気が付けばあっという間に8月も終わりそうな時期になっていますね。
日差しはまだ暑いけれど、朝夕はだんだんと過ごしやすくなってきました。
夜はコオロギなのか、秋の虫たちが徐々に鳴きはじめているし、
なにより日が暮れるのが早くなったなぁと感じる今日この頃です。
どうもこんにちは、資料館「せ」です。
さて今回は、8月23日木曜日に開催した講座
「牛乳パックカメラを作ろう」のレポートです。
左が私物デジ一のNikonD80で、右が今回作った牛乳パックカメラです。
姿かたちは違えど、写真が写る原理原則は同じ…なんだか不思議な感じがします。
今回の講師は、熊本市立熊本博物館の西田範行先生です。
解説をされる西田先生。
なお、今回の材料や道具等はすべて西田先生に用意していただきました(牛乳パックまで!)。
ありがとうございました。
作り方は工作ができるようなある程度の年齢の子どもだったら簡単にできるものでした。
ただ、今回は募集時に対象年齢を低く設定したこともあり、参加者の中には自分ひとりでは
作り上げるのがちょっと難しそうな子もいました。ここは今後の課題だなぁ…。
まずは牛乳パックの底にのぞき穴を設けます。
配られた牛乳パックはすでに穴があけられているので、それを自分たちで広げます。
穴が上にくるように、下の部分に自分の名前を書き入れます。
その後、牛乳パックの開け口部分を少し残してきれいに切り取ります。
そして内側に折り込んで、スクリーンを貼りつけます。
一番上の写真で西田先生が手にしているものがスクリーン(プラスチックの板です)です。
レジ袋を伸ばして貼りつけてもいいそうですが、今回は簡単にできるようにこのプラ板を用いました。
これで内箱部分は完成。
内箱にスクリーンを貼りつける前にちょっと実験。
顔の前にスクリーンを置いて動かさずに、虫眼鏡を動かして像を結ぶ点を探します。
すると上下左右が逆転した像が見えてきます。
大人も子どもも皆いっせいに蛍光灯を見ていました…。
次に外箱を黒の画用紙で作ります。
牛乳パックにまきつける形で折り目をつけて、箱の形にします。
最後に、箱の先にレンズをつけて完成です。
今回はレンズはプラスチック製のものを用いました。
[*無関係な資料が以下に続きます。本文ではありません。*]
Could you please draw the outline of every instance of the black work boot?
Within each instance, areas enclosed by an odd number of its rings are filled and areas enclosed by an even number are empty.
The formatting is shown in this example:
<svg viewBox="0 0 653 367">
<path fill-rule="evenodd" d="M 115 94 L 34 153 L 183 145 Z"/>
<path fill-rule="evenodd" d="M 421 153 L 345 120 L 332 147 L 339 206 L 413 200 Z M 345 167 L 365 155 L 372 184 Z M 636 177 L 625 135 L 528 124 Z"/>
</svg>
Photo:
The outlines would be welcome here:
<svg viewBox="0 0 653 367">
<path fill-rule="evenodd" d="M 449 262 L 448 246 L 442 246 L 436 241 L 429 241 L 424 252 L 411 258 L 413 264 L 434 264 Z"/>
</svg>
焦点距離は約10センチ程度。
100円均一の虫眼鏡のレンズを用いてもいいそうです。
覗きたくなるきもち、わかります…。
<注意>
虫眼鏡などのレンズで太陽を絶対に見ないようにしましょう!
というか「見るな ダメ絶対」です!
眼を傷つけてしまいます!
さて完成したらさっそく撮影です。
今回はフィルムの代わりにコピーアートペーパーを用います。
これは感光紙といって、光に対して反応するもので、製図などに用いられているものです。
昔あった日光写真とほぼ同じと考えてもいいかと思います。
撮影はまずのぞき穴を覗いてピントを合わせます。
白くてあまり動かないものが被写体に向いているそうです。
ピントの位置は内箱に貼った目盛を参考に覚えます。
そう、こ.のカメラはスクリーンにコピーアートペーパーを貼るので
一度内箱を取り出さなければならないのです。
そして貼ったらのぞき穴からみることができません。
つまり、ピントの合う位置を覚えておかなければならないのです…!


被写体にカメラを向けて10分間放置します。
実は撮影を行おうとしたときに急な雨が降ってきて、そのまま時間の都合もあって解散。
雨は10分程度で止んだので、残っていた子どもたちだけで撮影会をしたのでした。

これが感光後の写真です。
感光後、裏からアイロンをあてるとこのように像が出てくるのです。
ちなみにこれは駐車場に止まっていた白い車です。
輪郭が多少ぼやけてはいるものの、きれいに出ているかと思います。
<おまけ>

実は午前中、我々スタッフも一度作り方から撮影まで指導をしていただきました。
ピントを合わせているときの様子です。
子どもたちも楽しんでいましたが、それと同じくらい大人も楽しむことができました。
なお、コピーアートペーパーは安価なものでいいとのこと。
通販サイトなどで探してみたら結構売られているようですし、
富士フイルムではA4サイズの数十枚つづりでいくら、という売られ方をしているようです。
牛乳パックサイズにカットしたとして1年で使いきれるかどうか…。
どこまで大きいカメラを作ることができるか、とか、作品集を作るとか、
来年の自由研究などにもいろいろとヒントになるのではないでしょうか。
今回の講座で予定していたすべての体験講座は終了しました。
講師の先生方ありがとうございました。
企画展の方も会期が残り少なくなっています。
まだご覧でない方は是非資料館へお越しください。